There's nothing on McAfee's home page about this yet. No items in their "News" or "Threat Center" or "Breaking Advisory" sections. There's supposedly a McAfee Knowledge Base article, "False positive detection of w32/wecorl.a in 5958 DAT", but their knowledge base site is overloaded. When it eventually loads, there's a download link to a patch. But there's nothing like an apology. All they say is "Problem: Blue screen or DCOM error, followed by shutdown messages after updating to the 5958 DAT on April 21, 2010."
McAfee has botched their damage control. They should be out there apologizing. Meanwhile, you can watch McAfee stock drop.
By God, you're right!
Your wise advice has galvanized me to action!
I am switching the entire company over to Linux this very instant.
Just as soon as I find the AutoCAD for Linux install CDs.
None of them can see the clouds; The polished wings don't care.
Computerworld reports that McAfee has reacted to user complaints by shutting down their support forum. The forum seems to be back up now. That was an extremely dumb move to pull after the story was already in the New York Times, Business Week, and on TV.

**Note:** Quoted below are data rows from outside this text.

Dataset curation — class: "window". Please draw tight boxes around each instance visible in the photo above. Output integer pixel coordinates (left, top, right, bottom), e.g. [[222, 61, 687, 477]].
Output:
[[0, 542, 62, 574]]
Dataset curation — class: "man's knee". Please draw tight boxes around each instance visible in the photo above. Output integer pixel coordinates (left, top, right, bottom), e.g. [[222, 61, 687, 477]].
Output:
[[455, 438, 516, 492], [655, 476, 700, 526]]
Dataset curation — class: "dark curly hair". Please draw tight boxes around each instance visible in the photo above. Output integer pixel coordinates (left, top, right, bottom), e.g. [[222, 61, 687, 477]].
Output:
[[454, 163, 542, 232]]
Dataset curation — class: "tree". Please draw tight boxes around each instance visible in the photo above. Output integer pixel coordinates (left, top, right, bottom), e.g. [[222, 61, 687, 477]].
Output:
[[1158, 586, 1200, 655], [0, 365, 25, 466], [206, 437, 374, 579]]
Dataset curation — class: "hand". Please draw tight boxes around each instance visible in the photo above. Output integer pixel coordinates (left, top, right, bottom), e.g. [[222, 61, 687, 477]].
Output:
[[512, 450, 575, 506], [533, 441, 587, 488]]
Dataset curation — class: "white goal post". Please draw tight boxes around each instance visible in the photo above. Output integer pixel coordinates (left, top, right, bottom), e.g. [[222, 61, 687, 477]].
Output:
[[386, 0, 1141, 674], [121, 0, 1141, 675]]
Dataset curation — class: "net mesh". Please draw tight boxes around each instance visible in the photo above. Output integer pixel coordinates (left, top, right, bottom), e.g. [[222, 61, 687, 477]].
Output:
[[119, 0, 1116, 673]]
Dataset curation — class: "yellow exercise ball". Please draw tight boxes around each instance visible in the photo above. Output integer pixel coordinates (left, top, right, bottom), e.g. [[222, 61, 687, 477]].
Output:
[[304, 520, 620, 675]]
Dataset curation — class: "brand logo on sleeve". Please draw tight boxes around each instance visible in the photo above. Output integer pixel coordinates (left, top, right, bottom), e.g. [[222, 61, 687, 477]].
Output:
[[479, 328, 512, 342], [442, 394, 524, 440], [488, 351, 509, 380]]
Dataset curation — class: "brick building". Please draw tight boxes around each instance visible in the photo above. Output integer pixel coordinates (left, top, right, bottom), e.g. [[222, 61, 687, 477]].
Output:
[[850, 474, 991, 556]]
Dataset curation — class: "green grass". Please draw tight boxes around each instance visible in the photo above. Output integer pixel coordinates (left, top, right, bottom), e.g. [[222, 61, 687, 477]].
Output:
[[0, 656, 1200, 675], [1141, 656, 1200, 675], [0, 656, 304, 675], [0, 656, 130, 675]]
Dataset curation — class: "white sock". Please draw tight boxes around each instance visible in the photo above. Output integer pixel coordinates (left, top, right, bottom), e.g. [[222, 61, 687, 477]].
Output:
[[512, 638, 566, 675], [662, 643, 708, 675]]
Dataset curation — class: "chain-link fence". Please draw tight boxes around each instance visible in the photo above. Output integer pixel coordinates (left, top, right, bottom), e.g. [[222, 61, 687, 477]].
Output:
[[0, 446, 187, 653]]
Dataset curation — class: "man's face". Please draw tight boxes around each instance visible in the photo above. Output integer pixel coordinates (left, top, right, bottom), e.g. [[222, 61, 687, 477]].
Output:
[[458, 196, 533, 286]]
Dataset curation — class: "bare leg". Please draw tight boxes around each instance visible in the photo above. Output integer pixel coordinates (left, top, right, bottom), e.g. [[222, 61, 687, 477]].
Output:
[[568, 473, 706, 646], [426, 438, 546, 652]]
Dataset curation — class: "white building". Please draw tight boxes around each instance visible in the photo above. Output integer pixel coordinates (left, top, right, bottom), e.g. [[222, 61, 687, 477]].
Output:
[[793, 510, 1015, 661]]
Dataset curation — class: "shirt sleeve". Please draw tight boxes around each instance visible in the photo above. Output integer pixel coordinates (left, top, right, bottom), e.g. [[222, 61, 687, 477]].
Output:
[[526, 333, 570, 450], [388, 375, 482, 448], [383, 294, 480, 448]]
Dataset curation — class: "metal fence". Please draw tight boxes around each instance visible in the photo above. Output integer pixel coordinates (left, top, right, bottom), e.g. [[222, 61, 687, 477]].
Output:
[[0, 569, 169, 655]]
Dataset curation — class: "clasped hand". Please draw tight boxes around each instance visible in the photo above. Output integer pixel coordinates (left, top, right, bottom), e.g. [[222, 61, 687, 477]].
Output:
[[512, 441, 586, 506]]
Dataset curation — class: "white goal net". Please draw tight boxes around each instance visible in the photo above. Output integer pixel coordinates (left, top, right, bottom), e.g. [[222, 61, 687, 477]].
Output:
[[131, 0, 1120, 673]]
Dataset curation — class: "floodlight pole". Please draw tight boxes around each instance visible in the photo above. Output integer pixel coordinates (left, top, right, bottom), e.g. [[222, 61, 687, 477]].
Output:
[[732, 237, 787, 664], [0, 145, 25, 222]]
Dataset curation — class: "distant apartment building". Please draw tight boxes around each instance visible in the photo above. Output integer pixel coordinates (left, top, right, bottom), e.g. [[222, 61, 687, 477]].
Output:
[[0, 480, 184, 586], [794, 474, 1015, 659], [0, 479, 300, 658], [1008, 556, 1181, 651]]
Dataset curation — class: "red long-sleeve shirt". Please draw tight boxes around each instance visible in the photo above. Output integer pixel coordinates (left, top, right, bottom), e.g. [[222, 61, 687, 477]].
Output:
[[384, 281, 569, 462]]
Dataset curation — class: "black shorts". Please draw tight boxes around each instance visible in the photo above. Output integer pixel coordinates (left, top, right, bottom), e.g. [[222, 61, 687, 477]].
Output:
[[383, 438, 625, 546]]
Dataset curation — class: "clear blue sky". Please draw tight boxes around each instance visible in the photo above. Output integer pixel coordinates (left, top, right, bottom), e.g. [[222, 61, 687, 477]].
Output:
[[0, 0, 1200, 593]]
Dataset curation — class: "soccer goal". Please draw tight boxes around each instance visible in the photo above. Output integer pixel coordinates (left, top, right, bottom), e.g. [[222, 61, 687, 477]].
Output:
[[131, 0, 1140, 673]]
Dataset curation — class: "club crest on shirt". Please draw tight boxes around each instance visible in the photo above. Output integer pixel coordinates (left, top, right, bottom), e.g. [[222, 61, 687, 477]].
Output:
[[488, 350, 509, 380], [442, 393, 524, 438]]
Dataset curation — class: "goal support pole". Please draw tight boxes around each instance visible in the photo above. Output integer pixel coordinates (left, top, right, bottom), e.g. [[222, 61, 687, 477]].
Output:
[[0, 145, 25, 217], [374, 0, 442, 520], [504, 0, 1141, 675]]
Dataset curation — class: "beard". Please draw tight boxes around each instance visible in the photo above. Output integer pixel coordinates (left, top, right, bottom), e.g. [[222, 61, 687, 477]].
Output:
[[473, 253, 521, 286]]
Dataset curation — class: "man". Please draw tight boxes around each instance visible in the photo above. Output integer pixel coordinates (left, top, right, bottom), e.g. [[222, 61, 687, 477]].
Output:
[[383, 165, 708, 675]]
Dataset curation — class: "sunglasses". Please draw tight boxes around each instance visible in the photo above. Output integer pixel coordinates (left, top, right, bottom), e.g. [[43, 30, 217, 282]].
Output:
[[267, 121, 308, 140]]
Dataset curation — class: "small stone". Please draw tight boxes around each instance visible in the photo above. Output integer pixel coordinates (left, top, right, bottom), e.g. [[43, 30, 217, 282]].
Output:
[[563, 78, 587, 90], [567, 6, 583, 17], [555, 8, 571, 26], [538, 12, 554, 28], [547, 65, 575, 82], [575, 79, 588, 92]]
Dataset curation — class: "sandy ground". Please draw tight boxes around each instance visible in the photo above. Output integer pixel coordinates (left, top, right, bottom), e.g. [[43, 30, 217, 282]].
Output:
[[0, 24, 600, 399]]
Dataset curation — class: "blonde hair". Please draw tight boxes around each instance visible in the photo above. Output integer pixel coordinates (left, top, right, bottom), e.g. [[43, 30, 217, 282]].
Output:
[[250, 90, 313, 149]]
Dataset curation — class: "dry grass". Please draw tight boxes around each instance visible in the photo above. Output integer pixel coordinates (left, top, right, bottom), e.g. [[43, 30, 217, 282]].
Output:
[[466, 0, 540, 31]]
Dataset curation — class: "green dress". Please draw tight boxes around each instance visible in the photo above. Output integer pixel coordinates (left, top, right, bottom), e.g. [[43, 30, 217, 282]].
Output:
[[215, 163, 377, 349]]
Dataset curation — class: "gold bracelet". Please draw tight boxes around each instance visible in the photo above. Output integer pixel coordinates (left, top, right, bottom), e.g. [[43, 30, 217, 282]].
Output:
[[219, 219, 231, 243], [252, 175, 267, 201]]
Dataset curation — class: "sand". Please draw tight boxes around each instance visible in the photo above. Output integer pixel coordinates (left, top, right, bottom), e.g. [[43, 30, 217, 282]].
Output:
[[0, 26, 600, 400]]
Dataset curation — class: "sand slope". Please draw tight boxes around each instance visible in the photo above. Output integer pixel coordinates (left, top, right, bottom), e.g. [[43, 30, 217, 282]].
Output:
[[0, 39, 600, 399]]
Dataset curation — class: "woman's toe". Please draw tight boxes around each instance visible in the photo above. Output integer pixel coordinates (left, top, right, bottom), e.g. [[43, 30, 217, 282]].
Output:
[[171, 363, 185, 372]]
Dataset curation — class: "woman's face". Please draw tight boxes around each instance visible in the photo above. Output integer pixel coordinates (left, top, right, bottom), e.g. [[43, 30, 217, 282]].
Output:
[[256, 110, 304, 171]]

Many frantic users in the forum. The big losers are the enterprise users who bought into McAfee's premium services, with automatic corporate-wide updating. There's no fully automatic, reliable fix yet for systems already damaged. In some cases, it's apparently necessary to bring in a new copy of "svchost.exe"; the one in quarantine is bad.
This points up a major risk to US computer infrastructure. Any program with remote update is potentially capable of taking down vast numbers of systems. Ones like McAfee or Windows Update, which deploy updates to all targets simultaneously, can cause widespread damage quickly. Remote updating by vendors may need to be regulated, as a public policy issue.